When creating this type of trust, the grantor (the aging parent) can not also be the trustee. Legally, the senior is giving their money away to trust in order to make the case that it’s no longer their asset. And just to reiterate, if it’s no longer their asset, then it can’t be considered a disqualifying resource when they apply for assistance. So since the parent can’t control the trust, who gets nominated? Typically their most savvy or only child (aka – my prospect). 
Meanwhile, they also have a child with college aspirations. Yes, some money has been saved in a 529, but not enough to cover everything. To bridge the gap the family decides to apply for financial aid. While filing out the form they get to the section about assets.
But it’s not… accessible?! Too bad.  And potentially it is, that’s just not how you intended to spend the funds. Want further specifics? Read more at SavingsforCollege.com.
And provided that asset protection trusts only really make sense a good 3-5 years out before care may even be needed (look-back rules on gifts when applying for benefits)… the full value of the trust may be inflating the family’s available resources on the FAFSA every year. 
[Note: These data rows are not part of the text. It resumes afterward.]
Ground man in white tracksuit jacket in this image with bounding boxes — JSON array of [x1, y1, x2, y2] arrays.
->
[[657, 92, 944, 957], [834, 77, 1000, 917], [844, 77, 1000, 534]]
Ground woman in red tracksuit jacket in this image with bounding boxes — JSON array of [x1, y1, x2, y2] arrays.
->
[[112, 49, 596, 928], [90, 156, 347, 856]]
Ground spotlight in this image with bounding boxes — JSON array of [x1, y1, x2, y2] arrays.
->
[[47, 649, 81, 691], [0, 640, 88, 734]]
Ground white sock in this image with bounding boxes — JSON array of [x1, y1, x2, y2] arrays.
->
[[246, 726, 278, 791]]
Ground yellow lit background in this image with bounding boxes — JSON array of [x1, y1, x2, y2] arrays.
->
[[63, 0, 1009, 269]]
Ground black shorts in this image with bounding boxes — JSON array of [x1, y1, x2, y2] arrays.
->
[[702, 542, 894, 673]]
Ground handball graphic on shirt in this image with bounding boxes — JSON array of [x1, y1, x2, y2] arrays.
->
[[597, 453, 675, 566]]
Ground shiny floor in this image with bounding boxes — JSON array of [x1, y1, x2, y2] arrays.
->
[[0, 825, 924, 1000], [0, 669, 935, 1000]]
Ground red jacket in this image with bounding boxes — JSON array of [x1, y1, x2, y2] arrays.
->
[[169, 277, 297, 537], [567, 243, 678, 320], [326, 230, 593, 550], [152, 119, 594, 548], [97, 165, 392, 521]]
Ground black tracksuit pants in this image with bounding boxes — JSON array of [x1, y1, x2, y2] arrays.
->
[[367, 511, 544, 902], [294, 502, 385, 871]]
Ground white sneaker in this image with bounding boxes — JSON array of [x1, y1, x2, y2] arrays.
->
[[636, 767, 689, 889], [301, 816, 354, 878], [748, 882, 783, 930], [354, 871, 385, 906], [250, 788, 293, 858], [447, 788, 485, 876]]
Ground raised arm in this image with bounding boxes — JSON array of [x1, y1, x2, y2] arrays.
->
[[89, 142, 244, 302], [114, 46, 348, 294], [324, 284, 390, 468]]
So please be aware that when you find yourself squarely in the middle of planning for an aging parent and college-bound child, bring up your own finances with the elder care attorney. Potentially the solution is as simple as naming a sibling as trustee. 
In addition, it’s very commonplace for me to see the sandwich generation jointly own accounts with single or widowed aging parents. I get it. Co-owning accounts can make life a bit easier to manage cashflow and investments on behalf of an aging parent. However, on the FAFSA and CSS, that money is now also considered your money even if you haven’t deposited a penny of it. With that said, it is true that you’ll have an opportunity to better state your case if circumstances not fully captured on the form negatively impacts your application.
But let’s be honest, that sounds like a hassle. The easier option may be to simply re-register the accounts back to the parent and file a Power of Attorney and beneficiary form with the institution instead. Functionally you’ll still be able to manage the accounts on behalf of your parent and inherit them without probate upon their passing.